High-velocity winds are known to spin westwards around the planet, and to take only four days to complete a rotation. This super-rotation, combined with the natural recycling of hot air in the atmosphere, would induce the formation of a vortex structure over each pole.

The question is why Venus is exhibiting two vortices.

"We still know very little about the mechanisms by which the super-rotation and the polar vortexes are linked," said Hakan Svedhem, ESA's Venus Express project scientist.

"Also, we are still not able to explain why the global atmospheric circulation of the planet results in a double and not single vortex formation at the poles," Svedhem added. "However the mission is just at the beginning and it's doing fine; we expect this and many other long-standing mysteries to be addressed and possibly solved by Venus Express."

Atmospheric vortexes are very complex structures that are very difficult to model, even on Earth.

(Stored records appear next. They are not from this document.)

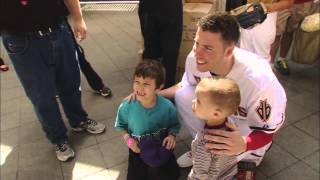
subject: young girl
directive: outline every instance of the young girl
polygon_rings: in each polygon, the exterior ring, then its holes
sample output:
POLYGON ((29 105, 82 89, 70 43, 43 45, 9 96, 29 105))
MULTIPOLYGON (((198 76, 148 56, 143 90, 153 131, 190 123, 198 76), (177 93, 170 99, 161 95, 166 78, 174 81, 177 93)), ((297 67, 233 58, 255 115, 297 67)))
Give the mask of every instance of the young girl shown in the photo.
POLYGON ((134 73, 136 100, 119 106, 115 128, 129 147, 128 180, 176 180, 179 167, 173 154, 180 130, 171 101, 158 96, 164 86, 164 68, 144 60, 134 73))

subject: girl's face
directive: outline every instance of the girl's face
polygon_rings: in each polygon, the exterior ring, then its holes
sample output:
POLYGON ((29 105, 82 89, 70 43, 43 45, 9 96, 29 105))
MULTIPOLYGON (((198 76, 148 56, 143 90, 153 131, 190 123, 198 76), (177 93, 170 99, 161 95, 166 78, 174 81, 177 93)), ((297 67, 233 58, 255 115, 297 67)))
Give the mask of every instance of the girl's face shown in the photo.
POLYGON ((143 78, 135 76, 133 82, 133 91, 137 95, 138 100, 149 100, 156 96, 157 91, 159 89, 156 88, 156 80, 153 78, 143 78))

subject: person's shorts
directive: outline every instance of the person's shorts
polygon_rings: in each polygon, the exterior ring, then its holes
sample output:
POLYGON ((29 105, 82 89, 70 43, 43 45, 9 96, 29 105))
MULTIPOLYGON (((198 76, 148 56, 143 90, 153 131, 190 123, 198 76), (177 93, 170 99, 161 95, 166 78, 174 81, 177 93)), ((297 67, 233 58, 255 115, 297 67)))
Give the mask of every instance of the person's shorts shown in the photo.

Thanks to these first pictures, it has also been possible to observe the presence of a collar of cold air around the vortex structure, possibly due to the recycling of cold air downwards.

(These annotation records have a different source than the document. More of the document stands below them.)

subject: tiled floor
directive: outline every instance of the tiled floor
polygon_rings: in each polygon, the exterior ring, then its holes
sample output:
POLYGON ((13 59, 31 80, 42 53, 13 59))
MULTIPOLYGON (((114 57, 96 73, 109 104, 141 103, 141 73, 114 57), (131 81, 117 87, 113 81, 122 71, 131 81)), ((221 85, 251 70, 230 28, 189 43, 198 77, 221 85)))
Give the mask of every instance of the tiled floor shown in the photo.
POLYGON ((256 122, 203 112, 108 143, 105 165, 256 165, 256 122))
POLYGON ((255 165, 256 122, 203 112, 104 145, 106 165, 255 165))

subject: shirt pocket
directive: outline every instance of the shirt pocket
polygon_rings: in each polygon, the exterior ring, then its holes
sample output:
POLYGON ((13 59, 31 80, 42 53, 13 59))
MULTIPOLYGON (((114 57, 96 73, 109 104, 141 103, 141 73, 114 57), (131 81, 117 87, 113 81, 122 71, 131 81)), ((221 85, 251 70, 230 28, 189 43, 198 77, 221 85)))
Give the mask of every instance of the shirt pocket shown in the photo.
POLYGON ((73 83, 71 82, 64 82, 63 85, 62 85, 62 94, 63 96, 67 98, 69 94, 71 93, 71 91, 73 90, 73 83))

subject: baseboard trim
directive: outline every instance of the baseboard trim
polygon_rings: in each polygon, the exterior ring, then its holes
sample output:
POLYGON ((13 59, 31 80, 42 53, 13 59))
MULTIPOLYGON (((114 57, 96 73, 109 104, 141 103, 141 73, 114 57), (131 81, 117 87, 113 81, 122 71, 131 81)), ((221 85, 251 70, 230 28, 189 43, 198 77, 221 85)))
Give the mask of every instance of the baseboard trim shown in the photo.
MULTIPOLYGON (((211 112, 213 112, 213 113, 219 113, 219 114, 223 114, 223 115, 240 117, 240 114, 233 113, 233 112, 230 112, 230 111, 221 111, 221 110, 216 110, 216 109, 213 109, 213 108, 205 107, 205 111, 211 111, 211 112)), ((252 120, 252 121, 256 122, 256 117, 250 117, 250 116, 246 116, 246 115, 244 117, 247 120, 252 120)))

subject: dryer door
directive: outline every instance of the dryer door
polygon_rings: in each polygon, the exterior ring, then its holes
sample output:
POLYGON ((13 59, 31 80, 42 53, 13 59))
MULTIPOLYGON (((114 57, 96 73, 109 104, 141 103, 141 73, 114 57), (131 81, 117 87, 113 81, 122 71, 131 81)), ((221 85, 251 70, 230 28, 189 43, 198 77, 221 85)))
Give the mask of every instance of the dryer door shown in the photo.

Views of the Venusian southern hemisphere, taken in visible and ultraviolet light, show interesting atmospheric stripe-like structures. Spotted for the first time by Mariner 10 in the 1970s, they may be due to the presence of dust and aerosols in the atmosphere, but their true nature remains unexplained.

"Venus Express has the tools to investigate these structures in detail," Svedhem said. "Studies have already begun to dig into the properties of the complex wind fields on Venus, to understand the atmospheric dynamics on local and global scales."

Venus Express also made use for the first time ever from orbit of the so-called infrared windows present in the atmosphere of Venus - if observed at certain wavelengths, it is possible to detect thermal radiation leaking from the deepest atmospheric layers, revealing what lies beneath the dense cloud curtain situated at about 60 kilometers altitude.

The first infrared images making use of these windows show complex cloud structures, all revealed by the thermal radiation coming up from different atmospheric depths.

Venus Express also has compiled preliminary data about the chemical composition of the atmosphere. The planet's atmosphere is composed mainly of carbon dioxide. The incoming solar radiation dissociates this molecule into carbon monoxide (and oxygen in the upper atmospheric layers.

Venus Express already has spotted the presence of an oxygen airglow high in the atmosphere. However, the spacecraft's instruments have revealed the presence of carbon monoxide as low as the cloud-layer top.

Scientists will continue the data analysis and retrieval to understand the phenomenon, which is very important to clarify the complex chemical processes and cycles at work in the atmosphere of Venus under the influence of solar radiation.

Since May 7, Venus Express has been circling the planet in its final 24-hour orbit, ranging between 66,000 kilometers and 250 kilometers (40,920 miles and 155 miles), so it is now closer to the planet that during its capture orbits.

Venus Express scientists are now analyzing the new data, which already show what seem to be exciting new features. "We have never seen Venus in such great detail so far, Svedhem said. "We are eagerly waiting for these new data to be available."